Korean food is built on bold flavors: spicy pickled vegetables, sweet, smoky meats and pungent, salty stews. That can be a little intimidating for some American diners. But the authors of a new book called Koreatown hope to change that.
Deuki Hong and Matt Rodbard spent two years eating in Koreatowns, from Los Angeles to Atlanta to New York. Restaurants like Cho Dang Gol, a little place in Manhattan that’s known for its stews and house-made tofu, where we met for lunch. Rodbard ordered a bowl of kalbijjim — a short rib stew that’s savory and sweet, with a fiery kick. Hong says it’s a perfect example of Koreans cooking for Koreans.
“When we build restaurants, it’s for us. Because we miss home flavors, we miss the motherland,” says Hong. “It’s not like, Hey, let’s invite this critic in here, or this person. It’s not like we don’t care about you guys. It’s just not our focus. And yeah, we don’t really care.”

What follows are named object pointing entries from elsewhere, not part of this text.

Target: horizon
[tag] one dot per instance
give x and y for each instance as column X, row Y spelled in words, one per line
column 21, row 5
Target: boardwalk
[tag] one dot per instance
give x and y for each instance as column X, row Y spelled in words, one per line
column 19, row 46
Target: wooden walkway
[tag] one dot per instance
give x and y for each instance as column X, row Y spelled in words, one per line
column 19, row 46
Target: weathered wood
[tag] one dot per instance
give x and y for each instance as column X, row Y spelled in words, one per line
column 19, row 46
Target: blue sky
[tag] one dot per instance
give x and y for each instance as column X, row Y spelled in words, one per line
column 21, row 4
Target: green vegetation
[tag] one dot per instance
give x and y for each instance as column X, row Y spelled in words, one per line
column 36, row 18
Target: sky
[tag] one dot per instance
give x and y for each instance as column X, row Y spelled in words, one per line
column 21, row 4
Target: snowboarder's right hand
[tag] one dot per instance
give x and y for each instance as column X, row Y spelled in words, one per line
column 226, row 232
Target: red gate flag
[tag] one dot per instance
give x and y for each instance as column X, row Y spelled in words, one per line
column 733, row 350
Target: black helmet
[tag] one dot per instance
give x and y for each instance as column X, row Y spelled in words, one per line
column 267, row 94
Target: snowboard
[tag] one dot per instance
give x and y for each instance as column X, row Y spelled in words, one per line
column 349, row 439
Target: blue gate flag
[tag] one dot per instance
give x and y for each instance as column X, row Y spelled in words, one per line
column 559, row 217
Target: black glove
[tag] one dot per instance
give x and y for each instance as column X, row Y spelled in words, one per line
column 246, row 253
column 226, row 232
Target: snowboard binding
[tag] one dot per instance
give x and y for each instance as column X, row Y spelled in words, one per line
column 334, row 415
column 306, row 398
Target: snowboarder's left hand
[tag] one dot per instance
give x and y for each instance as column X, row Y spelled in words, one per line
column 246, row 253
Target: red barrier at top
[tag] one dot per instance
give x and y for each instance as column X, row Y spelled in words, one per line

That’s great if you want Korean-Americans to eat at your restaurant. But it’s not so good if you’re trying to pull in large numbers of non-Korean diners, too.
“It’s really a ‘for us, by us’ mentality at a lot of restaurants,” says Rodbard. “You walk in, English is very limited, sometimes nonexistent. The cuisine just has not caught up with Thai or Japanese or even regional Chinese” in terms of popularity.
This is where Rodbard and Hong think their book can help. Rodbard is a food writer in Brooklyn. Hong is a 26-year-old Korean-American chef who’s worked in the kitchen at two acclaimed New York City restaurants, Momofuku and Jean-Georges. Now he runs his own well-regarded restaurant, Kang Ho Dong Baekjong, in New York’s Koreatown.
But Koreatown is no mere celebrity cookbook. Along with recipes, it features interviews, essays and original photos from Korean restaurants across the country. From the biggest Koreatown, in Los Angeles — said by some to have better Korean food than Seoul — to America’s fastest-growing K-town, in Atlanta, to its most dense and competitive, on 32nd Street in Manhattan, where, as Hong puts it, “you’ll see a [Korean] barbecue restaurant, right next to a barbecue restaurant, right across from a barbecue restaurant.”
Their cookbook does cover Korean barbecue, and other staples like kimchi and bibimbap. But Rodbard and Hong intentionally focused more on soups and stews, which they call the heart of Korean cooking — dishes like seoulleongtang, a beef bone broth that simmers for hours.
“It’s super milky, creamy, and you get some of that oxtail,” says Hong. “That’s, like, what Koreans eat. It’s not like a pretty fancy or flashy dish that you introduce to your American friends.”
Hong and Rodbard tested recipes for seoulleongtang and dozens of other dishes at Hong’s walk-up apartment in Manhattan. They demonstrate one of those recipes: doenjang jigae, a stew with brisket and clams. The key ingredient is a fermented bean paste that’s like a funkier cousin of Japanese miso. Exactly how much you add is a matter of personal taste. As Rodbard explains, there’s a concept in Korean cooking called son mat — literally “taste by hand.”
“It’s using your hands, and using your taste to cook with,” Rodbard says. “So it’s difficult to sometimes put a number on a lot of this cooking.”
That made it hard when it came time to write down fixed amounts of ingredients for the recipes in the cookbook. In the end, Hong says they were steered by their tastebuds.
“We were always about, what’s so special about this dish. It’s that texture, it’s that flavor,” Hong says. The result may not be the most traditional cookbook. But it might help you find your new favorite spot in Koreatown.